The NSW Ministry of Health estimated it would take 47 hours and cost $1410 to find and release documents related to the state government's promise to build a new $30 million Dubbo Hospital car park.
That estimate was revealed in a letter to NSW Labor's health spokesman Ryan Park, who asked for plans, timelines and status reports to be released along with correspondence about the car park exchanged between Health Infrastructure NSW and Mr Saunders.
Before work to get the information could commence, the ministry requested Mr Park pay a deposit of $705.
After Mr Park accused the government of being secretive and mentioned fears the the new car park would not be built, Mr Saunders said there was "nothing being hidden".
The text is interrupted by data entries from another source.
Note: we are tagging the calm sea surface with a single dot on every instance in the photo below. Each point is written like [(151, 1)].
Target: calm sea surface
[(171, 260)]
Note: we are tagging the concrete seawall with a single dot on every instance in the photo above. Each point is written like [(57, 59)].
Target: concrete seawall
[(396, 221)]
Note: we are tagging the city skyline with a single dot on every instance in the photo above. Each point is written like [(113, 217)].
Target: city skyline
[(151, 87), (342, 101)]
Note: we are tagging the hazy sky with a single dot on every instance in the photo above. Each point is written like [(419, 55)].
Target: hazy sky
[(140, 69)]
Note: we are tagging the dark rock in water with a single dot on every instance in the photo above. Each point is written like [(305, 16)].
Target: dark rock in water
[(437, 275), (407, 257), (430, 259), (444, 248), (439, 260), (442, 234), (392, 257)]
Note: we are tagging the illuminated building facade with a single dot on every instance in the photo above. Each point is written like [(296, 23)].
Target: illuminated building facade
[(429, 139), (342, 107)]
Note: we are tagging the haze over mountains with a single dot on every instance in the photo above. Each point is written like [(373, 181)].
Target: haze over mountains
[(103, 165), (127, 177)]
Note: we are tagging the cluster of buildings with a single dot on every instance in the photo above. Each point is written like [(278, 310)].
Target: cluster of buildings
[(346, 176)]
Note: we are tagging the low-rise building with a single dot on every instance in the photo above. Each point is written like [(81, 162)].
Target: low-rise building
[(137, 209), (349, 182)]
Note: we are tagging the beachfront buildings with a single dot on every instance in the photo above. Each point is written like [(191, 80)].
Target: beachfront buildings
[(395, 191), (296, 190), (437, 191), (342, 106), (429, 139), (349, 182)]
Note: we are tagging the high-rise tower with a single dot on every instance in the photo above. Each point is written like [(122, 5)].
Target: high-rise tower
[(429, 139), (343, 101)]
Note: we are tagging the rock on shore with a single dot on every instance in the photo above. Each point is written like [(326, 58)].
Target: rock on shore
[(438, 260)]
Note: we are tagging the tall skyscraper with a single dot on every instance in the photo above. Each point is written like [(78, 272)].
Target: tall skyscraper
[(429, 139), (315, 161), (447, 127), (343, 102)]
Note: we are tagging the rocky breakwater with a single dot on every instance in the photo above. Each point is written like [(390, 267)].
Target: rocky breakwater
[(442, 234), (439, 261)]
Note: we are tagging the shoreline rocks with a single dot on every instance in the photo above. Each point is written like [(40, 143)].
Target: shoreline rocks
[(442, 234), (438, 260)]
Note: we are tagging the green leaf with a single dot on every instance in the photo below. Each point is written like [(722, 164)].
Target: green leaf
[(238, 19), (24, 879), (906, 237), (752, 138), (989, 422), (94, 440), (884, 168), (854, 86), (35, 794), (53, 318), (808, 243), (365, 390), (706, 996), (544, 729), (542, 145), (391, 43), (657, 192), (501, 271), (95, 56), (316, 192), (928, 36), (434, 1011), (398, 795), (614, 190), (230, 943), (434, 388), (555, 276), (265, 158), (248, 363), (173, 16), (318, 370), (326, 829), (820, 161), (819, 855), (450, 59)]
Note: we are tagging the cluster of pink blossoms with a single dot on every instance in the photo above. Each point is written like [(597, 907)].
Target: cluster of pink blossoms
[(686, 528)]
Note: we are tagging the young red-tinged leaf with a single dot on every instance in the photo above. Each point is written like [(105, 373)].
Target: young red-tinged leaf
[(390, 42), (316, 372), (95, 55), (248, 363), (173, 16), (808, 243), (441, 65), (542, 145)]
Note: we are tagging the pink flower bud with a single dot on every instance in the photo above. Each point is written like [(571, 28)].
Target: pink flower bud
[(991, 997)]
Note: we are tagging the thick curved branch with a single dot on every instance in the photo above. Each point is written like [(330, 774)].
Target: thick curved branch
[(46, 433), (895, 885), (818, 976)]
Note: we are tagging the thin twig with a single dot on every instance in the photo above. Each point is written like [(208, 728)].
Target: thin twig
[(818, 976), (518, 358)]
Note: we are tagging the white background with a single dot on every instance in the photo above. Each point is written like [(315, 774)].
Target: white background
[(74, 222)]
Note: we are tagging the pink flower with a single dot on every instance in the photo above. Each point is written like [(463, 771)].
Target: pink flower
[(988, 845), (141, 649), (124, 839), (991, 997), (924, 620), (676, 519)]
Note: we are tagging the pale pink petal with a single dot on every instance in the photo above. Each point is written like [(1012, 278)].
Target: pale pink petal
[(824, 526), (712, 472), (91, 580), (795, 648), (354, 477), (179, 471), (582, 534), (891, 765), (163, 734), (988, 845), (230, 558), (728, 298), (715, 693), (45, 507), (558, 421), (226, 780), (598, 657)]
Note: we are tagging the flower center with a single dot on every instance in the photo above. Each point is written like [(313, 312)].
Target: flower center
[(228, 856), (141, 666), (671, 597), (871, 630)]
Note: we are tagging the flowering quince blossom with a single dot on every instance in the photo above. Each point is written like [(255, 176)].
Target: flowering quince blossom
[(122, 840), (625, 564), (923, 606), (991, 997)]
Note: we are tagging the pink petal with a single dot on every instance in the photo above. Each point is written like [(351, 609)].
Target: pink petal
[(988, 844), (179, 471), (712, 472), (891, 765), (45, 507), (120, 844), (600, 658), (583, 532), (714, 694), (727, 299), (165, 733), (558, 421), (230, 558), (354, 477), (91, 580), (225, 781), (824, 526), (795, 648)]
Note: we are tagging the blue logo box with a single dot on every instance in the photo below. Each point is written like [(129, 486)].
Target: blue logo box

"The Dubbo Hospital car park was included in this year's budget papers as an election commitment slated to commence in this term of government," Mr Saunders said.
"It was a commitment of up to $30 million for an additional 350 car spaces that I made...and one that will be delivered.
"Health Infrastructure is currently undertaking an assessment of the Dubbo Hospital site to identify further car parking options as part of delivering on this commitment.
"Stage four of the Dubbo Hospital redevelopment is still happening, and construction of the Western Cancer Centre will start this year, and while it would be great to have everything done at once, there is a need for works to be staged."
Mr Park said if the government was "serious" about delivering its promise to build a new car park, it "would be open and transparent about its progress".
"The current car park at Dubbo Hospital can no longer cope with the demands of patients and staff, who are frustrated and struggling to find spots close nearby," he said.
According to Mr Saunders, the government's record running the health system was "far superior to what Labor has dished up in the past".
"If you think back to 2008 and 2009, we had a Labor government and an area health service in deep debt," Mr Saunders said.
"Nurses were borrowing bandages from vet clinics, when x-rays or sterilisation fluid was unavailable due to bills not being paid."